Archive for the ‘Stories by Numbers’ Category

It has been inspiring to watch how Hans Rosling gave impressive talks about numbers and statistics. If you haven’t seen any of his great presentations, here is one example:

Chances are that you probably haven’t seen him showing his wild side before. I just saw this article, “Hans Rosling: the man who makes statistics sing“, in which he was referred as “the ‘Jedi master’ of data”, Not just because of his magical power with data. The fact is that the professor’s main hobby is sword swallowing.

What? sword swallowing? Yes! There is a video on YouTube showing him doing so (at around 8 min 30 sec).

Wow! This is eye-opening.

Read Full Post »

With the 2013-2014 NFL preseason games underway, the business for experts to predict games is about to start again. Cannot wait…

Here comes the ESPN expert pick for week 1.

CBSsports also joined the expert pick business this year with its collection of experts:

Fans must be eager to know who is the best expert in this NFL prediction game and there are already questions posted in the comment section of ESPN Expert picks.

Based on the record I collected from ESPN in the last two years, we clearly have a winner: Seth Wickersham, who correctly predicted 69.9% and 65.2% games, the best among ESPN experts, for the last two NFL seasons, respectively. Here are the overall prediction accuracy records of each expert in the last two season, with more details here.

Picks Allen Golic Hoge Jaworski Mortensen
2013 60.2% 63.3% 66.8% 65.6% 69.5%
2012 65.0% 62.9% 63.5% 64.6% 60.5%
Picks Schefter Schlereth Wickersham Jackson Johnson
2013 62.5% 64.5% 69.9% 62.9% 60.2%
2012 61.7% 65.2% 65.2% N/A N/A
Picks Ditka Carter Accuscore Pick’em
2013 64.8% 66.0% 64.1% 65.9%
2012 N/A N/A 68.0% 68.0%

Adam Schefter has the worst prediction average among the ones who made picks for the last two seasons, and Keyshawn Johnson was the worst for the last season.

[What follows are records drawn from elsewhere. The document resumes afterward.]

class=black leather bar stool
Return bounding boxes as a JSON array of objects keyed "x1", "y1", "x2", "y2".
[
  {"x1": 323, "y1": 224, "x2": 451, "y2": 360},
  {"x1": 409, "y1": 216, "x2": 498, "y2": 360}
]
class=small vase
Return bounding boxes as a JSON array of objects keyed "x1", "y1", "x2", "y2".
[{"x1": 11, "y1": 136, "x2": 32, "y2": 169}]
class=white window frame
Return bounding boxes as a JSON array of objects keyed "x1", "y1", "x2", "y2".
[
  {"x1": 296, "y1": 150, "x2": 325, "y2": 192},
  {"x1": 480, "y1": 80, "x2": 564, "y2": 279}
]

Chris Mortensen‘s results are the most curious ones, winner of the most improved expert award in 2013. He did really well for the 2013 season, but his predictions was worst of the worst for 2012 (large variability?).  Let’s see if he keeps it up this year 🙂

Some additional background information: Accuscore is based on simulations (algorithms and data) by accuscore.com and Pick’em is the average of all predictions by NFL fans who submitted their picks on ESPN.com before the game (kind of a “crowd prediction” by non-experts).

Unlike predictions used in the last two years, the ESPN expert pick page shows that Accuscore prediction is no longer included this year. I wish ESPN still includes this algorithm (statistics) based prediction in this prediction game.

We also had fun of comparing expert picksalgorithmic prediction and crowd prediction of the 2011-2012 season.

For this year, more experts, more fun! Now, let the game start! Are you ready for the football (and those experts)?

Read Full Post »

The 2012-2013 NFL regular season games were in the book now. Following the fun of comparing expert picksalgorithmic prediction and crowd prediction of the last (2011-2012) season, let’s check how well they predicted this time. Some background information: Accuscore is based on simulations (algorithms and data) by accuscore.com and Pick’em is the average of all predictions by NFL fans who submitted their picks on ESPN.com before the game (kind of a “crowd prediction” by non-experts).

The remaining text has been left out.